After running the downtown Steamboat Springs liquor store for 33 years, Marshall has decided to sell the building, close his business and retire.
He said he would take with him great memories of being a part of a close-knit community, as well as some memorable stories. One of his favorite stories is from a New Year's Day in the 1970s.
While many were nursing their hangovers that morning, Marshall was working at the store.
"When you work retail you just don't have holidays," Marshall said. "I haven't seen a Christmas Eve in 33 years."
Downtown Steamboat was quiet on the holidays those days, and a man pulled his car next to the store, Marshall said. The man did not worry about pulling into a parking spot. He just parked in the middle of traffic and entered the store wearing a pink bathrobe and matching pink bunny slippers, Marshall said.
"I didn't ask if he was wearing anything under his robe, and I didn't really care," Marshall said.
The man's purchase did not include alcohol, only Bloody Mary mix. After paying for the purchase, he got back in his car and drove off.
"Needless to say, it was New Year's morning," Marshall said.
On Thursday morning, Marshall was in The Bottleneck building's basement, which served as storage and contained a safe spot between the floor joists for some of his more expensive bottles of wine. He pulled out a bottle of 1970 Chateau d' Yquem that he said was worth between $1,000 and $2,000. Marshall guessed that he has sold more than a million bottles of wine.
He looked over an old cash register and bar code scanner. Marshall said he was second behind Safeway to use bar code scanners. It was a considerable investment at the time, costing him about $20,000 for two registers and scanners. He started using computers to track sales in 1986, he said.
On the main floor, a dog belonging to another downtown business owner walked behind the counter.
"You never run out of two things in a liquor store," Marshall said. "Balloons for the kids and dog biscuits."
Marshall started working at The Bottleneck in 1973 and purchased the business and building in 1976. At that time, prime downtown real estate was going for about $100,000, Marshall said.
The Bottleneck building originally was built in 1916 to house a grocery store, Marshall said.

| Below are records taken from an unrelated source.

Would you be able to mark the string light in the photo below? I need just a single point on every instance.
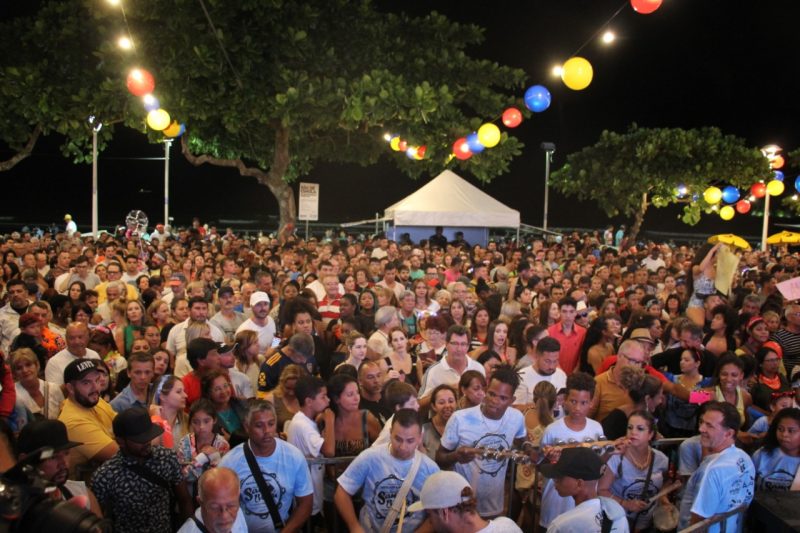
(125, 43)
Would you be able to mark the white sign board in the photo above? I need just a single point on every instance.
(308, 202)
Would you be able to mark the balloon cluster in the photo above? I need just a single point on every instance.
(400, 145)
(141, 83)
(731, 196)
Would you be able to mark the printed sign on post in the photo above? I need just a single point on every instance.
(308, 202)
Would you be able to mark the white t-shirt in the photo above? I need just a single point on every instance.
(529, 378)
(54, 371)
(501, 524)
(441, 372)
(305, 436)
(554, 505)
(470, 427)
(286, 473)
(265, 333)
(379, 476)
(724, 481)
(588, 518)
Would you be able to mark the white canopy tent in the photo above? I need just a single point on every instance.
(450, 201)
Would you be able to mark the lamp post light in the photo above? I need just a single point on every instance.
(549, 149)
(96, 126)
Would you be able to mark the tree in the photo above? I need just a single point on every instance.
(275, 87)
(626, 173)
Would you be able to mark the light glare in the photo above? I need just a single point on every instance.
(125, 43)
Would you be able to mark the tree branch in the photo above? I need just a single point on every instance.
(24, 152)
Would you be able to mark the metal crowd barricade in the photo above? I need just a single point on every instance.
(721, 519)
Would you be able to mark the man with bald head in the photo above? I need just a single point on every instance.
(219, 511)
(77, 337)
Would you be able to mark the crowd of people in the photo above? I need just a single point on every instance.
(199, 381)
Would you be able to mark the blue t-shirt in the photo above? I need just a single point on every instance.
(724, 481)
(775, 470)
(286, 473)
(379, 475)
(469, 427)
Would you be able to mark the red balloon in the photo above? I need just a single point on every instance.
(743, 207)
(461, 149)
(512, 117)
(140, 82)
(645, 7)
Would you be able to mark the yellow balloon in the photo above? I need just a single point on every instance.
(489, 135)
(712, 195)
(775, 188)
(577, 73)
(727, 212)
(173, 129)
(158, 119)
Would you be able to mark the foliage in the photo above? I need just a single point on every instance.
(625, 173)
(328, 78)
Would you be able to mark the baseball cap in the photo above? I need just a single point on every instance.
(78, 368)
(642, 335)
(578, 463)
(258, 297)
(134, 424)
(44, 433)
(442, 490)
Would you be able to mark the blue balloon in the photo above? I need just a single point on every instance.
(537, 98)
(730, 194)
(475, 146)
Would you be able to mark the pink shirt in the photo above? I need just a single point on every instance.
(570, 345)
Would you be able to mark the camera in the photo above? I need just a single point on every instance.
(25, 504)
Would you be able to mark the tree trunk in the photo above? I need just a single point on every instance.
(272, 179)
(26, 150)
(639, 218)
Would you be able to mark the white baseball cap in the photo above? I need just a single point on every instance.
(258, 297)
(442, 490)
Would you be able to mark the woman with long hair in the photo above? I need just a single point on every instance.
(248, 360)
(700, 281)
(443, 405)
(600, 342)
(780, 453)
(636, 475)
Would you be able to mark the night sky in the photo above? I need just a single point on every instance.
(693, 63)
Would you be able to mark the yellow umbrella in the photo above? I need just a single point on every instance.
(784, 237)
(730, 239)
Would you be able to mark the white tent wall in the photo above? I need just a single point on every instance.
(450, 201)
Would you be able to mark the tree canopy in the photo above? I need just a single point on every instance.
(275, 88)
(625, 173)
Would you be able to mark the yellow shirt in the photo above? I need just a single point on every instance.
(90, 427)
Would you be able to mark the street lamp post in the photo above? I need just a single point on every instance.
(96, 126)
(549, 149)
(167, 145)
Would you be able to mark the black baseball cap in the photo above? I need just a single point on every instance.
(44, 433)
(134, 424)
(578, 463)
(78, 368)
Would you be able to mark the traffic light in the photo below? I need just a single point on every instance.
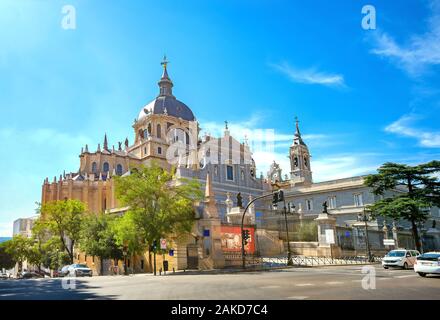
(281, 196)
(246, 236)
(275, 198)
(278, 196)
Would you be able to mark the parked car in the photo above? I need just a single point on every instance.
(30, 275)
(79, 270)
(400, 258)
(64, 271)
(4, 275)
(427, 263)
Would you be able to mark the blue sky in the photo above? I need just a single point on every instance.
(363, 97)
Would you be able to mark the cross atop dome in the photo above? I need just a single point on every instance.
(164, 61)
(165, 83)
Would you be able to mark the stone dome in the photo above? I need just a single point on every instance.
(167, 105)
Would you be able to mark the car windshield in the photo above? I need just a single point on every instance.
(396, 254)
(429, 257)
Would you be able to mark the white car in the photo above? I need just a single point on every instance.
(79, 270)
(428, 263)
(400, 258)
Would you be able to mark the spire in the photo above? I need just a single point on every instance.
(105, 142)
(210, 209)
(226, 129)
(208, 188)
(297, 138)
(165, 83)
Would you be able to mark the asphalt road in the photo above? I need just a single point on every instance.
(335, 282)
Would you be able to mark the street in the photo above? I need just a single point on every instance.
(335, 282)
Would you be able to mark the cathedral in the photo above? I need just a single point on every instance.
(167, 132)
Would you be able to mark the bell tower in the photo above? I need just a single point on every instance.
(300, 170)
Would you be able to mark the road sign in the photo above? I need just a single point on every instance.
(163, 244)
(330, 236)
(389, 242)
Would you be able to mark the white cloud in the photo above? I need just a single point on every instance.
(332, 166)
(419, 53)
(403, 127)
(6, 229)
(310, 76)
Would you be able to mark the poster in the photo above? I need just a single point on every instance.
(231, 239)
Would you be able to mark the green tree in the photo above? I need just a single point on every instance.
(6, 259)
(159, 204)
(19, 248)
(127, 236)
(307, 231)
(417, 189)
(99, 239)
(63, 219)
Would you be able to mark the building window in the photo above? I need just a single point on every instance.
(358, 202)
(94, 167)
(332, 202)
(230, 173)
(309, 205)
(159, 131)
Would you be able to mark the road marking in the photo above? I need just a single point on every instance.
(335, 282)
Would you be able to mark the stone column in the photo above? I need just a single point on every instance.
(325, 223)
(385, 230)
(435, 234)
(395, 234)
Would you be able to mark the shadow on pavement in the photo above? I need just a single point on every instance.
(49, 289)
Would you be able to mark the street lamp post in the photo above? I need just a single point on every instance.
(243, 253)
(365, 219)
(124, 252)
(291, 209)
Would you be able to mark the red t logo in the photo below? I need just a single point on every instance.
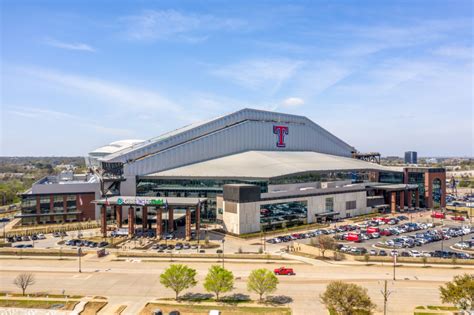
(281, 131)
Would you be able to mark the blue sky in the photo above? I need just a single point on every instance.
(386, 76)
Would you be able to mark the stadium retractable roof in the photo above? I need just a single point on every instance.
(268, 164)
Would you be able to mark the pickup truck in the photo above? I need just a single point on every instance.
(284, 271)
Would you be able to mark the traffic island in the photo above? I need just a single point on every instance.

In the 1930s, the building served as the location for Steamboat's mainstay downtown liquor store, Lucky Liquors, which became The Bottleneck in 1968. Marshall has primarily operated the business, but he has two business partners, Noel and Terry Hefty.
Marshall said the business has been successful throughout the years but that it just became time for him to retire.

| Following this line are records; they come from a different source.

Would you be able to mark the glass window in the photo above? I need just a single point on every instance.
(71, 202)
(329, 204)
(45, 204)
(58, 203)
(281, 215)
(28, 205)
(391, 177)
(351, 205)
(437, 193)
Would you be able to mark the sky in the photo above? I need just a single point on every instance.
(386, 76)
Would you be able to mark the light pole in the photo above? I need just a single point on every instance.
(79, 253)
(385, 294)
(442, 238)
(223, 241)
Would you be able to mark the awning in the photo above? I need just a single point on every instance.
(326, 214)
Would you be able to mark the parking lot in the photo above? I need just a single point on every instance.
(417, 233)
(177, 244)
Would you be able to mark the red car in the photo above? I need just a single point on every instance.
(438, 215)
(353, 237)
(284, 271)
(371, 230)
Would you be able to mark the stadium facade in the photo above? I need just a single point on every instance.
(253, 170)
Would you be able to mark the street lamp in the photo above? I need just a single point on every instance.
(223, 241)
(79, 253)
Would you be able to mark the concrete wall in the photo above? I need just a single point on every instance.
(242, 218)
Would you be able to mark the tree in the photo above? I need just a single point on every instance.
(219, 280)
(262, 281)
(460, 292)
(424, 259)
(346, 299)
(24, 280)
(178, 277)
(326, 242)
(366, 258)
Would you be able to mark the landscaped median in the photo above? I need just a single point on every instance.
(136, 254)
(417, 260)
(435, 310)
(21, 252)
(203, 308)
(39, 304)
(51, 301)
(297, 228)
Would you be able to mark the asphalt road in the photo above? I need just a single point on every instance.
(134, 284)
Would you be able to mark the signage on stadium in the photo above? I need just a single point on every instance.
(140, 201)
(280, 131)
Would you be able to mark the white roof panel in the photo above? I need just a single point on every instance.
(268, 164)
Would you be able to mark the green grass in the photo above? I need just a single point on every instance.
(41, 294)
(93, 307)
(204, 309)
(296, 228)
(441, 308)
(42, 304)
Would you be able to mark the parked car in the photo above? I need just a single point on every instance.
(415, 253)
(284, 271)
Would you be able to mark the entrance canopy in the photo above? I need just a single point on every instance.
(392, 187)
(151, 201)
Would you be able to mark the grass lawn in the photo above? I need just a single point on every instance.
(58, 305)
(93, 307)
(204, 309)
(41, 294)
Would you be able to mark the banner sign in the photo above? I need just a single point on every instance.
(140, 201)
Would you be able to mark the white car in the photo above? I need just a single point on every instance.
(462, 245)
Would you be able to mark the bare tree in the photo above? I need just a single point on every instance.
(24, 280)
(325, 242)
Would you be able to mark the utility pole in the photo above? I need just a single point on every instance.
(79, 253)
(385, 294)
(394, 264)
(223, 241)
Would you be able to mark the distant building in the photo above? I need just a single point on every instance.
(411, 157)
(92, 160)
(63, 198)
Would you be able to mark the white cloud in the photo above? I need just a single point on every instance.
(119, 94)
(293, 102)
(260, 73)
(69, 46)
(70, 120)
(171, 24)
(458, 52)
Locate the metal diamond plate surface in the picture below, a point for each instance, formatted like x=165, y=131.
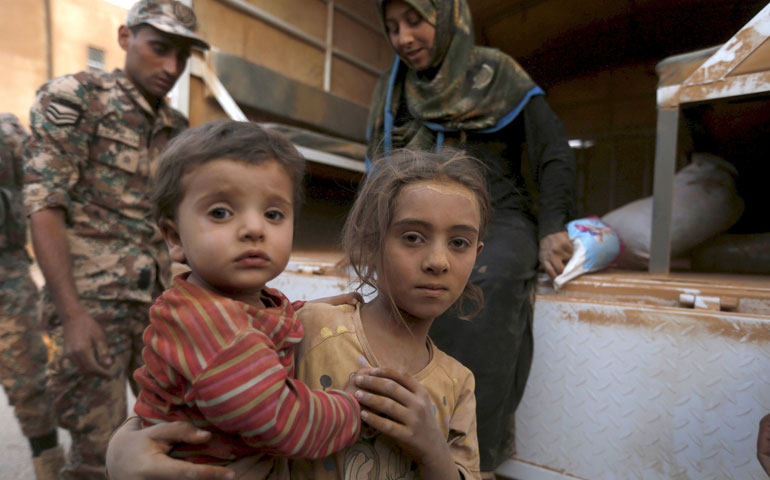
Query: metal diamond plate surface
x=631, y=392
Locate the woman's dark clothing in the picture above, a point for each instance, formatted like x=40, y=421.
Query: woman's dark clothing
x=479, y=99
x=497, y=344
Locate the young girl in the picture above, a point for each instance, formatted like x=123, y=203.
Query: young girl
x=413, y=234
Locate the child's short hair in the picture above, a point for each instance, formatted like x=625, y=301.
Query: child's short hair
x=363, y=235
x=221, y=139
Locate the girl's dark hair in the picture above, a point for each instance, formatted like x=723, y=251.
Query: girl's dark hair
x=221, y=139
x=363, y=235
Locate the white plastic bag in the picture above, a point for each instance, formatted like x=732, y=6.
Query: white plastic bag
x=595, y=246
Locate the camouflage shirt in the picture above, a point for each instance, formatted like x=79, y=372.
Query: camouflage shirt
x=93, y=151
x=13, y=228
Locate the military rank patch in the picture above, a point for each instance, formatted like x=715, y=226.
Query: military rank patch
x=62, y=114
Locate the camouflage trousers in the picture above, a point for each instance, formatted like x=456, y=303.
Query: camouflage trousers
x=23, y=355
x=89, y=406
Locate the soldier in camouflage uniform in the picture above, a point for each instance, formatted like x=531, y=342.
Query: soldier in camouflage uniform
x=90, y=159
x=23, y=355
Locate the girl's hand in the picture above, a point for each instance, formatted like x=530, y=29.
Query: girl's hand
x=134, y=453
x=555, y=252
x=397, y=405
x=350, y=298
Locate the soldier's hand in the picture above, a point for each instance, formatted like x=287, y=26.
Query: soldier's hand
x=86, y=345
x=142, y=454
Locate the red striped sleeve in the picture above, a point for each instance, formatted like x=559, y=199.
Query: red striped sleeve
x=206, y=361
x=246, y=391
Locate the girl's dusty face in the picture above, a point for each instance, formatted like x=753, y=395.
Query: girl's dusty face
x=411, y=36
x=430, y=247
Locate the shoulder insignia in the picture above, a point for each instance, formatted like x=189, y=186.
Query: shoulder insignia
x=62, y=113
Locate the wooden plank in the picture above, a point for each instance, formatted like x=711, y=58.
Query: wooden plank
x=363, y=43
x=234, y=32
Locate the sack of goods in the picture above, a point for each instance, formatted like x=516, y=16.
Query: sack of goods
x=705, y=204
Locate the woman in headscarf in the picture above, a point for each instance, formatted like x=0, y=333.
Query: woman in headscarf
x=444, y=90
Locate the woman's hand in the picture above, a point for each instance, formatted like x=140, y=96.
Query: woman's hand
x=397, y=405
x=142, y=454
x=555, y=252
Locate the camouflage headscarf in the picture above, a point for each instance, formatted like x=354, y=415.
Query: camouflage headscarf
x=474, y=88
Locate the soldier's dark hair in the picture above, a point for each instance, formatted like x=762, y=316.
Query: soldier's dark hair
x=363, y=235
x=221, y=139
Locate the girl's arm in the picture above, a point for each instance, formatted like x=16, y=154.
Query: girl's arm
x=399, y=406
x=142, y=454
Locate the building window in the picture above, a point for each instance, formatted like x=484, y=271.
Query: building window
x=95, y=59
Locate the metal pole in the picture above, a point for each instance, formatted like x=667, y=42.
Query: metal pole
x=329, y=46
x=663, y=189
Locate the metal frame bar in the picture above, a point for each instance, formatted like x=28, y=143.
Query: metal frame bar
x=715, y=78
x=329, y=46
x=663, y=188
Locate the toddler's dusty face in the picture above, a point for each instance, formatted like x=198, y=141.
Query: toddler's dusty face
x=234, y=226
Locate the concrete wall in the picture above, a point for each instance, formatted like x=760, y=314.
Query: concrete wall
x=75, y=26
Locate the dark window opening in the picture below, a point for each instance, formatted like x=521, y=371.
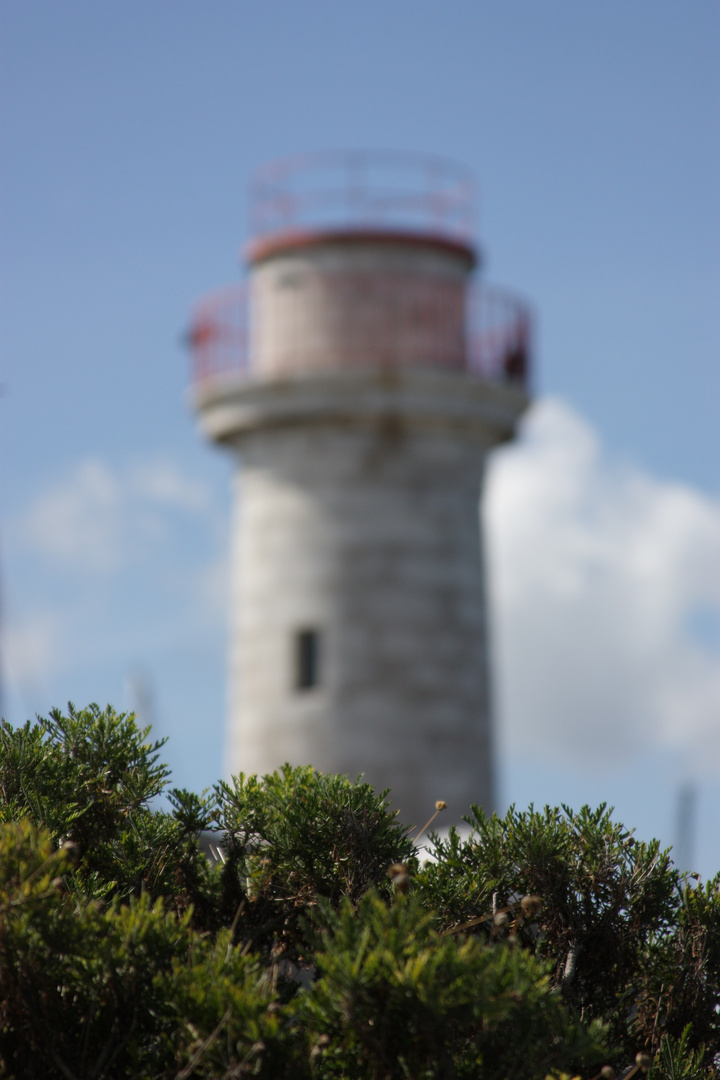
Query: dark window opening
x=307, y=657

"One of the ways we kept the business going - I'm not that smart - but we were involved in the community in all sorts of ways," Marshall said. "When you're that involved in the community, the community rewards you by shopping in your store."
Marshall's philanthropic endeavors include work with the Steamboat Springs Winter Sports Club, youth sports, Perry Mansfield Performing Arts School and Camp, and the Tread of Pioneers Museum. He also was co-chairman of the Winter Carnival for two years.

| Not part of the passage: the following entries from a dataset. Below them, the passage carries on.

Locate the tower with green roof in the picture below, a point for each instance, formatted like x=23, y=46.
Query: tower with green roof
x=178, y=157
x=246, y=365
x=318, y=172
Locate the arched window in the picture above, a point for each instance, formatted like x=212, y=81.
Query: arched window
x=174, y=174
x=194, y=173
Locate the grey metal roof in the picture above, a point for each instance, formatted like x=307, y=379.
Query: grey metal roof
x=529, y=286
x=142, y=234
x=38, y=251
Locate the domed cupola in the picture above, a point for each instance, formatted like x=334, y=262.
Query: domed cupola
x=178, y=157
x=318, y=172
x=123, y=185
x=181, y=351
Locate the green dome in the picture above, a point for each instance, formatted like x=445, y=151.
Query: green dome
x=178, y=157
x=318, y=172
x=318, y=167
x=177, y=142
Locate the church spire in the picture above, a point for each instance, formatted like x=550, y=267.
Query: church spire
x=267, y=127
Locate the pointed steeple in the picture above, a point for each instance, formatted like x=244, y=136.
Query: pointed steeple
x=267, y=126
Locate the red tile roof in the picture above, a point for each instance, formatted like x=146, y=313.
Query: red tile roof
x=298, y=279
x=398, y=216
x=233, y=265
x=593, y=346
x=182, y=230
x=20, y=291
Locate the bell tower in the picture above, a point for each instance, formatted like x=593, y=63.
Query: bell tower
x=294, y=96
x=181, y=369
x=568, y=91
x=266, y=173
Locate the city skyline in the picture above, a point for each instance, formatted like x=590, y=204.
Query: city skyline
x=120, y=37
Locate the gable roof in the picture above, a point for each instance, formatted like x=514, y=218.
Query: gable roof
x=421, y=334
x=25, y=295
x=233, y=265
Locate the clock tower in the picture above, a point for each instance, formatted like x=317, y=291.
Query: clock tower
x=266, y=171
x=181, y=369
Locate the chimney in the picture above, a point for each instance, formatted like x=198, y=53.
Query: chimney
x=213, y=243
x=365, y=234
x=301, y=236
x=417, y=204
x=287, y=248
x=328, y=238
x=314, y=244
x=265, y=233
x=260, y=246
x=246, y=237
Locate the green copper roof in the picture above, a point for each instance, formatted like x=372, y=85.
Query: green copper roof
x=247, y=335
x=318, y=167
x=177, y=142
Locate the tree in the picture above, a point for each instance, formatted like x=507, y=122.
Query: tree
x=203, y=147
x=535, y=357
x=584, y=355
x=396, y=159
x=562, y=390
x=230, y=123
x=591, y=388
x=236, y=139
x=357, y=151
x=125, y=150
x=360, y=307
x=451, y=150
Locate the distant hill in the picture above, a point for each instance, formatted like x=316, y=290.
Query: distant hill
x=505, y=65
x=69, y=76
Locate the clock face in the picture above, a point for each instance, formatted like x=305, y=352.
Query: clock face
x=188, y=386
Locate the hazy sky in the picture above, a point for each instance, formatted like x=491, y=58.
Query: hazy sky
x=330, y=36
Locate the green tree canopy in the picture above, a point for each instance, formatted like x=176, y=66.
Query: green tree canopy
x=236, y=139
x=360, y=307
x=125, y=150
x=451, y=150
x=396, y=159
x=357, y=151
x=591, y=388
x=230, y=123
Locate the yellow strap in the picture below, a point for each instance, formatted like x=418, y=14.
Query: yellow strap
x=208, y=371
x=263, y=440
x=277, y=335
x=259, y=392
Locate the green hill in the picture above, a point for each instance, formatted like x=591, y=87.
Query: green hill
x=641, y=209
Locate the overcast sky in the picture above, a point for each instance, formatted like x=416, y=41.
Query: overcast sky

Marshall became a wine connoisseur throughout the years and volunteered at tastings and festivals. When he took over The Bottleneck, the store sold about 50 kinds of wine. He increased that to about 2,000.
Marshall said another reason the business had been successful was that he had good help. Out of about 100 employees during the past three decades, he said there was only "one stinker in the whole bunch."
"I have people on staff that have been here for 10 to 12 years," he said.
The Bottleneck's alumni reunion will be held after the store closes Sept. 2, Marshall said.
The store's closing also means downtown Steamboat soon could be without a liquor store. The only other liquor store, Rocky Mountain Wine & Liquor, 941 Lincoln Ave., is expected to be demolished to make room for a new mixed-use development.
"Three years ago, there were four (liquor) stores within four blocks," Marshall said. "Next summer, there will be none."